Andrei Akimov, president of Gazprombank, which was mentioned as a possible buyer for Laiki bank shortly after Cyprus President Nicos Anastasiades won the presidential election on February 24, transferred 2 million euros from his Laiki account on March 6 and closed it down, the FT said.
Gazprombank's press service had not replied to an emailed request for comment from RIA Novosti at 6 p.m. Moscow time on Wednesday.
Anastasiades has launched a probe into the country’s banking disaster, including a “priority” investigation into transactions allegedly handled by his family law firm to help well-connected Cypriots, Russians and Ukrainians make last-minute transfers and avoid a “haircut” on their uninsured deposits of over 100,000 euros, the FT said.
The move follows questions over whether a company managed by the president’s son-in-law made use of inside information to transfer more than 20 million euros out of Laiki Bank, Cyprus’ second largest lender, just days before its collapse, the FT said.
The president’s family has come under scrutiny after Haravghi, the Cyprus Communist party newspaper, published a list of more than 100 companies and three individual account holders who pulled more than 500 million euros from Laiki in the two weeks before Cyprus agreed on March 15 to a “haircut” of bank deposits as part of a proposed 10 billion euro ($13 billion) bailout by the EU and International Monetary Fund.

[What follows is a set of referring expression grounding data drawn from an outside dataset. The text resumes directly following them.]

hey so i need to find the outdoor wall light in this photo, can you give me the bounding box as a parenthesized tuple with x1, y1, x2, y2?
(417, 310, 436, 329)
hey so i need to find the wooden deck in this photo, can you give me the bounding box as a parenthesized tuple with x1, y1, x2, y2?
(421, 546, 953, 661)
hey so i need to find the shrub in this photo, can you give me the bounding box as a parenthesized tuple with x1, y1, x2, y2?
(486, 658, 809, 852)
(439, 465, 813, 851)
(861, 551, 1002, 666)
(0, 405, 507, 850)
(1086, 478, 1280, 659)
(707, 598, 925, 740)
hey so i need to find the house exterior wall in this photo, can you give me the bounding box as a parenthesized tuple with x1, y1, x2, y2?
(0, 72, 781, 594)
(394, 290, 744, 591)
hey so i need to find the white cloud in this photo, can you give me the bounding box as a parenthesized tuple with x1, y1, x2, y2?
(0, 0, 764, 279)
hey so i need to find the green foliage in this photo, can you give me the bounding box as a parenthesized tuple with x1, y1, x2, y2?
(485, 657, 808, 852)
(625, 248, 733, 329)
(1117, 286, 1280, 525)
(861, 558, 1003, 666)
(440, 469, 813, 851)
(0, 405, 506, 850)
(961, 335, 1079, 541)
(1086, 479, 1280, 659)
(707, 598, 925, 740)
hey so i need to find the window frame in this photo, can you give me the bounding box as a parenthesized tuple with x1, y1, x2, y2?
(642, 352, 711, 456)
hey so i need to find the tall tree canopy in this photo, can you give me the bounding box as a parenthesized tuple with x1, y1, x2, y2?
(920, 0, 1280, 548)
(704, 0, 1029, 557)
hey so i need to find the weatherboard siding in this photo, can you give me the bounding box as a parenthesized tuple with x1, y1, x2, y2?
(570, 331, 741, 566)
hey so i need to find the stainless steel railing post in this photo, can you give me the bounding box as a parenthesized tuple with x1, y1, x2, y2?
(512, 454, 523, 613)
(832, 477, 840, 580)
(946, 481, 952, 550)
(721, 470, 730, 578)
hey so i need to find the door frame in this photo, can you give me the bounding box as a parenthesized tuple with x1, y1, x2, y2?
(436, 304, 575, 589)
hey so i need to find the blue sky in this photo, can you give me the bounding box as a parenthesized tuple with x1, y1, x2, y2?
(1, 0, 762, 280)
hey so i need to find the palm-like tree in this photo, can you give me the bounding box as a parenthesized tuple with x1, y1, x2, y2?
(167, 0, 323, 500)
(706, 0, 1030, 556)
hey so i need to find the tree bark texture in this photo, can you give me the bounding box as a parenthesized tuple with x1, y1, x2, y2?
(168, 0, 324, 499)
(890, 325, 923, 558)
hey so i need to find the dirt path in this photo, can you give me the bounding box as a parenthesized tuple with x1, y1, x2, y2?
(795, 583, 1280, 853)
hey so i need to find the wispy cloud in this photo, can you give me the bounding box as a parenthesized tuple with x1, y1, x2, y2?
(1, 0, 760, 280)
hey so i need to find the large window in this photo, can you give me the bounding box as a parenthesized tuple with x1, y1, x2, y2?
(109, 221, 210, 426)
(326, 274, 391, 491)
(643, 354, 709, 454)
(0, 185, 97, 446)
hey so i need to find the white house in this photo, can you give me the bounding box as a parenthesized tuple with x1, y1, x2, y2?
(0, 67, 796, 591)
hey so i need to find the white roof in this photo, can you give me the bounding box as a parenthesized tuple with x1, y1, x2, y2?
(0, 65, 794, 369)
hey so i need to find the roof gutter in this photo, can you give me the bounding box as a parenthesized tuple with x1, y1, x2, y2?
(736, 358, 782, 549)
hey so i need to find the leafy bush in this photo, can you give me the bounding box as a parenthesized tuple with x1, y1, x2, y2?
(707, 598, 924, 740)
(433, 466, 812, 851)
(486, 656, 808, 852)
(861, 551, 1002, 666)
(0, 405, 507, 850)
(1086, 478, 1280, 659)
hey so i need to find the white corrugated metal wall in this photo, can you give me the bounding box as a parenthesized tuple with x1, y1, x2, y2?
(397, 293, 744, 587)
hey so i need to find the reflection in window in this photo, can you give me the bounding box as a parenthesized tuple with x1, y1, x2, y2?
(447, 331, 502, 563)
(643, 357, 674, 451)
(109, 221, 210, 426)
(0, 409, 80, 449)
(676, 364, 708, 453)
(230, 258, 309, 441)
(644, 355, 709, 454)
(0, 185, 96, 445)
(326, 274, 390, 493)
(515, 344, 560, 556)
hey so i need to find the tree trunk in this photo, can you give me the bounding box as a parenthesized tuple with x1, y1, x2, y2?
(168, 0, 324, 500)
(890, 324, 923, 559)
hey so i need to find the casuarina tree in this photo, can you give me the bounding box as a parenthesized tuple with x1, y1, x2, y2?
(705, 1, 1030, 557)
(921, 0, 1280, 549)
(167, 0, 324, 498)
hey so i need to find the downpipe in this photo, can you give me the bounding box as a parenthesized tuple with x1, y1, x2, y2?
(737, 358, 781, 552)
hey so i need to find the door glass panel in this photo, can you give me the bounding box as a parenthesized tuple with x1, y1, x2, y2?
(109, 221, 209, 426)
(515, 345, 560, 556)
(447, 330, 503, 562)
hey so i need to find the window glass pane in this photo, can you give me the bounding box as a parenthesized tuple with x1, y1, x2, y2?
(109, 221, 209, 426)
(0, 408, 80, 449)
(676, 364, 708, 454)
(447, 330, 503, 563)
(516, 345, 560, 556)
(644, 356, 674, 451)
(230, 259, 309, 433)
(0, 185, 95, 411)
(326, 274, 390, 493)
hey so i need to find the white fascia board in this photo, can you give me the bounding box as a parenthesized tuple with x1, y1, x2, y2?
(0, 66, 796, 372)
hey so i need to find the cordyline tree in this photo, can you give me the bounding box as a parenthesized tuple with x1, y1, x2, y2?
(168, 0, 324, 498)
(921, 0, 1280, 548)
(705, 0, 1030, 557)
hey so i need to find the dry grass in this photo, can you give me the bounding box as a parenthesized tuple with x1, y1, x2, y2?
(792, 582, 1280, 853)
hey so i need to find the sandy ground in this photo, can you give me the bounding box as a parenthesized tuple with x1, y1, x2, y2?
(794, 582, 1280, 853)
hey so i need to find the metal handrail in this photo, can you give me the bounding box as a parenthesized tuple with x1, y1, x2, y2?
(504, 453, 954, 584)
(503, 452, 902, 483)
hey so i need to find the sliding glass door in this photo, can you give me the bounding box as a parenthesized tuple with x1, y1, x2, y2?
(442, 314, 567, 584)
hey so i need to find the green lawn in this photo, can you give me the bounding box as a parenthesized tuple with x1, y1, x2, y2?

A company controlled by the Loutsios family, which owns two car dealerships in Cyprus, emptied two accounts worth 21 million euros on March 12 and 13, according to the list. Antis and Katia Loutsios had earlier cleaned out two personal accounts on March 3-4 worth another 6 million euros. Anastasiades’ daughter Elsa, a partner in the family law firm, is married to Yannos Loutsios, the couple’s son, according to the paper.
The Loutsios family has denied any wrongdoing but could not be reached for comment by the FT. The company said in a statement quoted by the FT it had transferred 10.5 million euros to Bank of Cyprus and another 10.5 million euros to Barclays Bank in London to buy real estate.
Companies controlled by Rinat Akhmetov, Ukraine’s wealthiest businessman, which are clients of Anastasiades’ law firm, withdrew $30 million from Laiki in the first two weeks of March, according to the Haravghi list.
A spokesperson for System Capital Management, the holding company for Akhmetov’s diversified business group, told the FT: “The potential for a financial crisis was widely reported in the international media in advance of EU intervention. Therefore SCM management took prudent action to limit our banking exposure in Cyprus in the weeks and days in advance of the Cyprus debt restructuring.”